クローズアップ@

少人数ゼミナール
専門を異にする学生が、ともに基礎能力を育てる

高等教育総合開発研究センター教授
淵田 吉男

 九州大学の全学教育で開講されている少人数ゼミナールは、教養教育科目群の個別教養科目に位置づけられています。
 高校とは異なる大学での学習への適応を促進し学習意欲を向上させること、優れた人格形成に資する人間的交流の場をつくることを教育目標に掲げ、教育効果を高めるため二十名程度に履修者を制限して一年生を対象に実施されています。
 少人数ゼミナールには、A、B、Cの区分があり、Aは主に定年退官された本学名誉教授が、B、Cは本学の教員が担当しています。
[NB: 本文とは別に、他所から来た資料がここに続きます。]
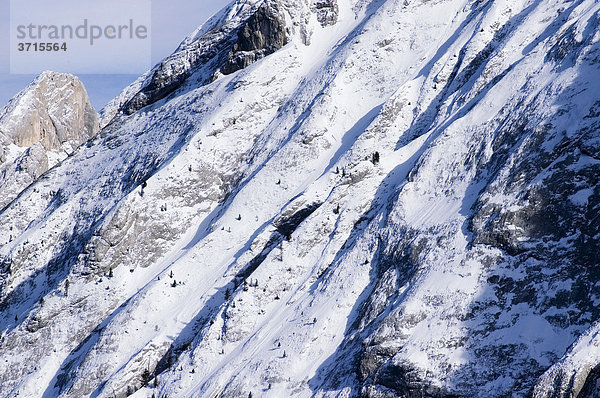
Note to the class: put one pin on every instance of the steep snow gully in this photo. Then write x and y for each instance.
(330, 198)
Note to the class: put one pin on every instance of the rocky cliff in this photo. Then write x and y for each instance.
(41, 126)
(396, 199)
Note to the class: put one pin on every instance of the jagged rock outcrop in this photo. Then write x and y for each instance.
(41, 126)
(252, 31)
(327, 11)
(406, 205)
(263, 34)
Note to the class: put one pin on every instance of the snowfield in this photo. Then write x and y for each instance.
(400, 199)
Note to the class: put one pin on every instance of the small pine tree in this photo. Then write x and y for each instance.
(146, 377)
(375, 158)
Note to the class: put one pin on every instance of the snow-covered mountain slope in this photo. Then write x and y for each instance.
(41, 126)
(402, 200)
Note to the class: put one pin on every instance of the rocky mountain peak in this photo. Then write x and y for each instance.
(54, 110)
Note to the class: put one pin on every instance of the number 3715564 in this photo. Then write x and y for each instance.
(42, 46)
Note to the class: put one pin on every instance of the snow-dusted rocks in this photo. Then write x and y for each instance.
(402, 203)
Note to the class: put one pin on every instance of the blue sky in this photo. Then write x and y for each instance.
(172, 21)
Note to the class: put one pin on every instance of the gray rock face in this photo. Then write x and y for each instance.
(327, 12)
(242, 237)
(54, 111)
(253, 34)
(41, 126)
(263, 34)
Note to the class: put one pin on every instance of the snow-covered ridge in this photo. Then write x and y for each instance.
(41, 126)
(400, 203)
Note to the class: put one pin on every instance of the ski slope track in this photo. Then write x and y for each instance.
(332, 198)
A、Bは一学期、Cは二学期継続の科目で、いずれもテーマは授業担当教員に任されていますが、通常の科目を補ってその理解に直接結びつく学力の育成を図ることを目的とはしていません。また、異なる専門分野の学生さんがともに学べるようカリキュラム編成に工夫がなされています。
 少人数ゼミナールAでは、理系と文系の異なる専門分野の学生さんが一緒に「読み、書き、調べ、発表し、討論する」などの学問を進めていくうえでの基礎的な能力の育成を目標としているところに特徴があります。平成十五年度前期には三十二コマ、後期には十六コマが開講され、人文、社会、自然科学などにまたがる様々な内容の授業が行われました。

(ふちだ よしお/大学教育研究)


名誉教授による1年生対象の
「少人数ゼミナール」

九州大学では、学部教育においても
ユニークで様々な「仕掛け」が用意されています。
その一つが、初年次に開講される「少人数ゼミナール」です。
中でも、名誉教授の方々によるゼミでは、
一般のゼミとは異なる楽しい空気が流れているようです。


少人数ゼミナールAから世界に羽ばたく人材を

九州大学名誉教授(元農学部長)
山崎 信行
担当ゼミ「生命活動を担うタンパク質」

 少人数ゼミナールAは商店街に例えると理解し易いかもしれません。商店街を訪れる客(学生)は、看板(授業科目)や広告(授業内容)を見て興味ある店(ゼミ室)を選びます。看板や広告は店主(講師)が豊富な経験をもとに作成しますが、「○○学概論」といったような画一的な看板は殆ど見られません。客の入りが少ない場合は問題ありませんが、多すぎると店主は二十名ほどの顧客(受講生)を選ぶのに四苦八苦することになります。
 商店街のどの店を覗いても経験豊富な店主が若い顧客を相手に専門的な香りを少し漂わせながら話し合っている光景が見られます。店主は顧客が「学問を進めていく上で何が必要かという基本的なこと」について助言はしますが、商品(専門知識)を無理に売りつけようとは決してしません。当店では、「楽しく学ぼう」をモットーに、生命とタンパク質について顧客の方々が自由にテーマを選び、発表し、討論して頂く場を提供してまいりました。店主の印象では全体的に客筋が良過ぎるせいかややおとなしく、そのため「質問しないと眠くなるぞ」と言って活性化を図ったこともありましたが、閉店間際に顧客の方々から頂いた「物の見方、考え方が何となく分かったような気がする」という声に店主は安心して三年間掲げてきた看板を下ろすことができました。
 少人数ゼミナールA≠ゥら広い視野に立って世界で羽ばたく人材が一人でも多く育ってほしいという願いから思いつくままに書かせて頂きました。このゼミナールをご理解いただく上で少しでもお役に立てれば幸いです。

(やまさき のぶゆき)


大学の良いところは「恥をかいても恥ずかしくないところ」

九州大学名誉教授(元理学部長)
稲津 孝彦
担当ゼミ「口頭、文章による自己表現」

 大学は「こんな事を言ったら、尋ねたら笑われはしないか」など気にせずに発言、質問できるところです。
 ゼミでは実際にハガキを送って事務連絡文を書くことを学んだり、一つのテーマでレポートを書き、次には最初の主張とは全く反対の立場からの主張をして貰っています。
 勿論口頭でも主張して貰いますが、単に抽象的な理想論、批判だけでなく具体的な提案(例えば予算の裏付け)をお願いしています。
 最後には十五分程度自分で選んだテーマでの発表、それに対する質疑応答をしています。積極的に発言、主張することによって将来学問を進めて行くのに必要な「聞く、話す、書く、討論する、纏る、発表する」ことの最初のところを学んで貰おうと思っています。